= Kung Pinmei counterrevolutionary clique =

1955 prosecution in the China

In 1955, the government of the People's Republic of China arrested a group of Catholic clerics (most prominently Shanghai Bishop Ignatius Kung Pinmei) and laity. The government described the group as the Kung Pinmei counterrevolutionary clique and prosecuted them for activities deemed counterrevolutionary.

== Background ==

During the Chinese Civil War, Pope Pius XII forbade Chinese Catholics from joining the Chinese Communist Party (CCP) or participating in its activities.

In 1950, the Holy See stated that participation in certain CCP-related organizations would result in excommunication from the Church.

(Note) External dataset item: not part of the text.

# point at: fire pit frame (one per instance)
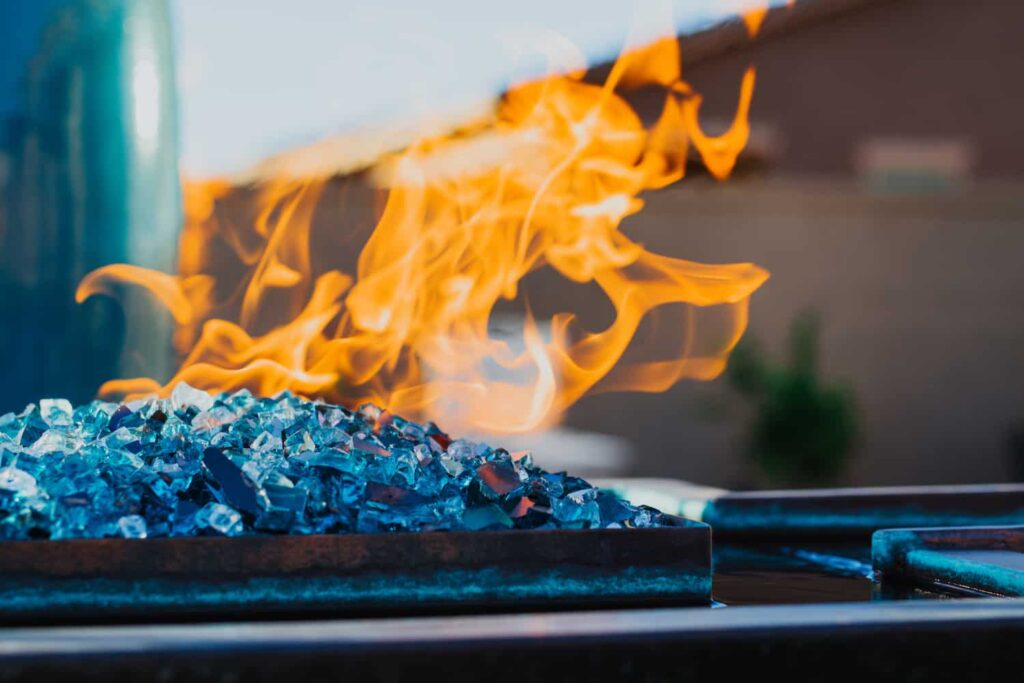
(294, 577)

China broke off diplomatic relations with the Holy See in 1951. The CCP framed these actions in terms of Chinese Catholics reclaiming their church in the context of broader opposition to Western imperialism.

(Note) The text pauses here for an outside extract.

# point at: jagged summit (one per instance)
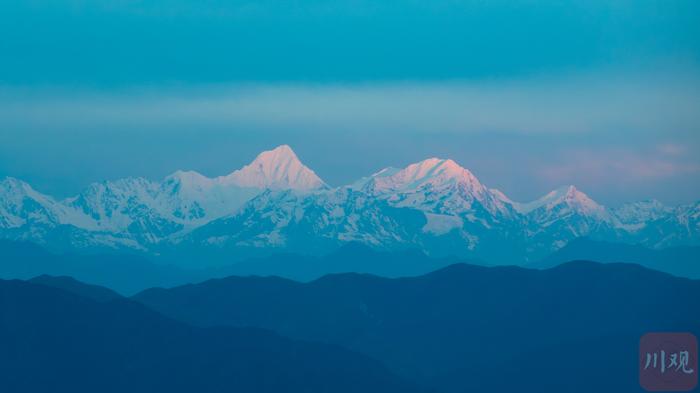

In the 1950s, Shanghai was the major site of Catholic opposition to China's religious policies.

Ignatius Kung Pinmei, the Bishop of Shanghai, opposed the Three-Self Patriotic Movement. He stated that Catholics who joined the movement, the CCP, or the Communist Youth League could no longer receive the Catholic sacraments.

== Prosecution ==
In 1955, the government arrested dozens of Catholic clerics and laity in Shanghai.

Jesuit superior Fernand Lacretelle was among those arrested and he provided a detailed confession to authorities. Vincent Zhu Hongsheng, who became a significant figure in the underground church, described Lacretelle as having "completely sold all of us out."

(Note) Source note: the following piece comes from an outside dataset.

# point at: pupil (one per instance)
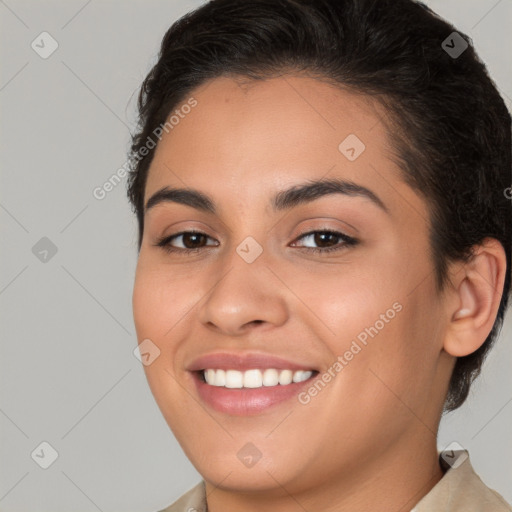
(320, 237)
(190, 236)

Shortly after his arrest, Aloysius Jin Luxian began to cooperate with the Chinese government. Jin provided information about the church's resistance to government policies and accused Kung and others. In a 2006 interview, Jin explained these actions by pointing out that Lacretelle had already provided a lengthy confession and that Jin felt that the damage had already been done. In his memoirs, Jin wrote regarding Lacretelle's confession, "[Why had he] dumped on us even the crime of forming an anti-revolutionary clique? What evil intention did he have in mind? Could he possibly not be aware of the serious nature of this kind of accusation? Could it be that people of a different race are always disloyal?"

Trial occurred in 1960. Kung was sentenced to life imprisonment. Jin was sentenced to 18 years in prison. The verdict stated that Jin did not deny his role and had revealed activities to mobilize the church against the government. The other priests received sentences ranging from five to 20 years imprisonment. Some of these priests expressed repentance for their actions, which decreased the length of their sentences.

In 1979, Kung appealed his sentence. Kung wrote that he had previously been reticent to appeal because he did not wish to bring up old matters, but that since Spring of 1979, "officials have come many times to re-examine cases and to announce that unjust verdicts could be appealed." Kung contended that the reason for his arrest was his opposition to the Three-Self Patriotic Movement, including his statement that those who joined the movement (or joined the CCP or the Communist Youth League) could not receive the sacraments. Kung wrote that because religious freedom was guaranteed by the Constitution of China, he could not be charged with his opposition to the Three-Self Patriotic Movement, and therefore authorities had falsely charged him with participating in a counterrevolutionary group. The appeal failed.

== Legacy ==
Kung was secretly named a Cardinal in pectore in the consistory of 1979 by Pope John Paul II. In 1985, Kung was paroled from prison through article 73 of the penal code, which stated that people with life sentences could be rehabilitated if they had served at least ten years of their sentence and had demonstrated repentance. Kung was released to the care of the patriotic church. In a speech to Catholics the next afternoon at Bishop Louis Zhang Jiasu's residence, Kung stated:
You have got into trouble because of me and have suffered a lot. I hope you will all forgive me ... From now on, I must observe the commandments and love the Church, observe the law and love my country, and serve the Four Modernizations of the fatherland as long as I am alive. I am already advanced in years. What little I can do, I think God will have his plan. I will follow the arrangements made by the government and the bishop. In sum, I hope you will all please forgive me."
For three years, Kung lived in house arrest at the bishop's residence next to St. Ignatius Cathedral. Later, Kung moved to the United States.

Jin was released from prison in 1982 and became the founding rector of the Sheshan Major Seminary, outside of Shanghai. He was ordained bishop of Shanghai without Vatican approval in 1985.

Joseph Fan Zhongliang was not initially permitted to return to Shanghai after his release from prison. He taught at a school for labor camp guards until 1985, when authorities permitted him to go to Shanghai where he stayed with his niece. Fan was a significant figure in the underground church and became a bishop.